Oh no, it is definitely different. You know, Conquest will feel much closer to a Wednesday Night Fights because a lot of those same players will be at the event. So because you have those same primary people coming out from the local scene to something like Red Bull Conquest, it almost feels easier than a normal tournament. Normally, there are a lot of different variables you would have to take into account. But here, you know exactly who you are going to fight and you have been fighting them forever. That Wednesday Night Fight mindset is something I am very familiar with, so it is easy to go into something like that.
SoCal is regarded as one of the hubs of the FGC in North America and Los Angeles is the center of that hub. How deep does that high-level play run in your “local” scene compared to other places you’ve experienced?
Well, shout out to [Alex “CaliPower” Valle] because he has been running Wednesday Night Fights forever and I have been going since like 2008. And I just feel like, as a local, we have a ton of experience against other people on a console rather than online, and he was one of the first tournament organizers to do a local like that, which has helped everyone grow over the last 10 years.
We kind of have an edge on other regions because of that, which is why some of us call him the godfather of locals because he started that trend. So Wednesday Night Fights was kind of what started it and helped give us that headstart into professional tournament play by emulating it and trying to match it as closely as possible. That allowed us to grow a lot more.

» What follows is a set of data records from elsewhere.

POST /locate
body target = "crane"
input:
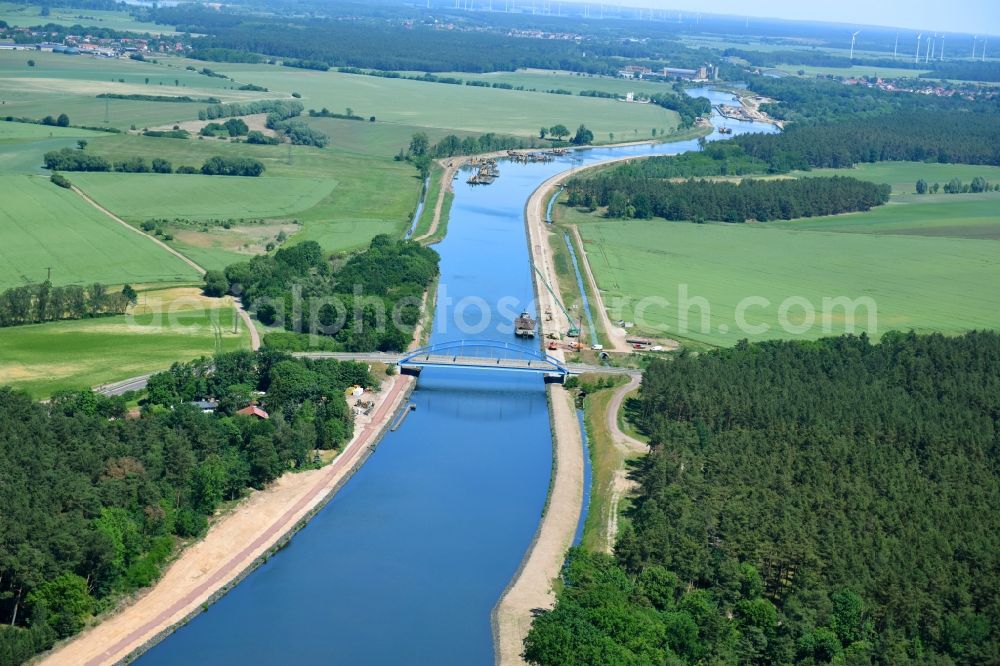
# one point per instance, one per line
(573, 331)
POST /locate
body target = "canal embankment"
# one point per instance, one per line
(234, 546)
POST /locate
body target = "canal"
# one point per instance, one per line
(406, 562)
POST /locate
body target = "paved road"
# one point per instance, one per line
(139, 383)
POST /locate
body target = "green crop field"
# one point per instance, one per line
(468, 108)
(43, 226)
(70, 84)
(927, 284)
(133, 196)
(923, 259)
(30, 15)
(853, 71)
(903, 176)
(378, 139)
(971, 216)
(365, 195)
(543, 79)
(45, 358)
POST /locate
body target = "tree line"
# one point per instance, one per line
(803, 502)
(369, 301)
(96, 502)
(37, 303)
(919, 136)
(816, 101)
(956, 186)
(69, 159)
(751, 199)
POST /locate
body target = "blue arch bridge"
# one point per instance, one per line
(484, 355)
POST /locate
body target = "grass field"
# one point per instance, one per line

How big of an advantage do you think being able to sit next to another player and actually talk while playing gives over playing online? Most people say grinding it out in person can’t be beat when it comes to practice.

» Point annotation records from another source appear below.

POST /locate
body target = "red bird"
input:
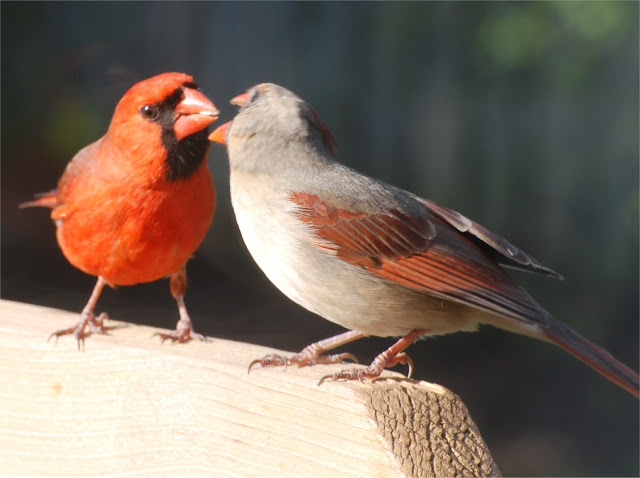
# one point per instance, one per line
(133, 206)
(368, 256)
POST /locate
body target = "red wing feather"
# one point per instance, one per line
(402, 249)
(501, 250)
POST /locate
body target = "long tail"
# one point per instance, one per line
(596, 357)
(48, 199)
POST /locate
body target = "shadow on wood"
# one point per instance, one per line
(129, 405)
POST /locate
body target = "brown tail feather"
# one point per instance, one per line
(48, 199)
(596, 357)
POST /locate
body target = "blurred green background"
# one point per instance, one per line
(523, 116)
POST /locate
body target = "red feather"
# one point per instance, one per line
(422, 253)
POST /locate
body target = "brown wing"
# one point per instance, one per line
(501, 250)
(422, 252)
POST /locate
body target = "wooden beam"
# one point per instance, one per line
(129, 405)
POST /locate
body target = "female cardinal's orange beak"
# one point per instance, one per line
(219, 135)
(240, 100)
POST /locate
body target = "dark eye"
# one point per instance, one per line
(150, 112)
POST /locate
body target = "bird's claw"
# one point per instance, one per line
(180, 336)
(301, 360)
(372, 371)
(95, 325)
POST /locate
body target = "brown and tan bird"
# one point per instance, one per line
(368, 256)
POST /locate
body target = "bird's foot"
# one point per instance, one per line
(301, 360)
(89, 320)
(374, 370)
(184, 333)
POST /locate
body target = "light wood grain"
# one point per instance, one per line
(128, 406)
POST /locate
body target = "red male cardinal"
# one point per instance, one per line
(368, 256)
(133, 206)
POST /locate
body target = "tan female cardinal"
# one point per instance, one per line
(133, 206)
(368, 256)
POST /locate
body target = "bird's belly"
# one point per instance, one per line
(139, 241)
(340, 292)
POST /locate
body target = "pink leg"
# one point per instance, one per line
(88, 318)
(184, 328)
(390, 357)
(312, 354)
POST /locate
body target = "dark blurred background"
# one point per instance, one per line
(523, 116)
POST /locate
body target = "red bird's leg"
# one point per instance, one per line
(387, 359)
(312, 354)
(88, 318)
(184, 329)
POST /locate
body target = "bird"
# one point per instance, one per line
(371, 257)
(133, 206)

One hundred percent. So some people, when they play against other people, they don’t really like to share info. A lot of people when it comes to social stuff will say something like “oh man I am totally against that” or “I don’t think that is the way to go,” but that is very easy to say. They are trying to be careful about not giving opponents info on how to play against you and gauging if maybe giving them some info will make them a bigger challenge for you. It always starts like that and then once the blows really start coming, both players will start to share the rundowns of how they did with each other.
But yes, I definitely feel that being able to play against someone offline and then converse over what they were doing to counter you is a way better deal than playing someone online. If you just look at locals and playing against 10 or 15 people in casuals, if you lose, you can always ask what you did wrong and try to fix it based on the feedback.
Lastly, how do you feel going into Conquest and is there a general feeling you have about the current SFV scene as a whole?
The game has come a long way from season one and there are a few more characters coming out soon, which is good. But the comments some people are making about a potential Super Street Fighter V are what really have me excited. Because normally when you have a Street Fighter game that goes into the Super version of itself, there are a lot of really cool changes that happen and they always make the game better.
So hopefully we are going to follow that trend and we can get an injection of excitement into the game because we have been playing the current Street Fighter for a very long time and the mechanics have stayed pretty much the same. Maybe some people are getting a little bored. I mean, when some people get new characters are ready to change, but a lot of players just stick to the same thing. If you want to get them to change, you need to change the actual game itself. So I am hopeful whatever comes next can bring some of those changes.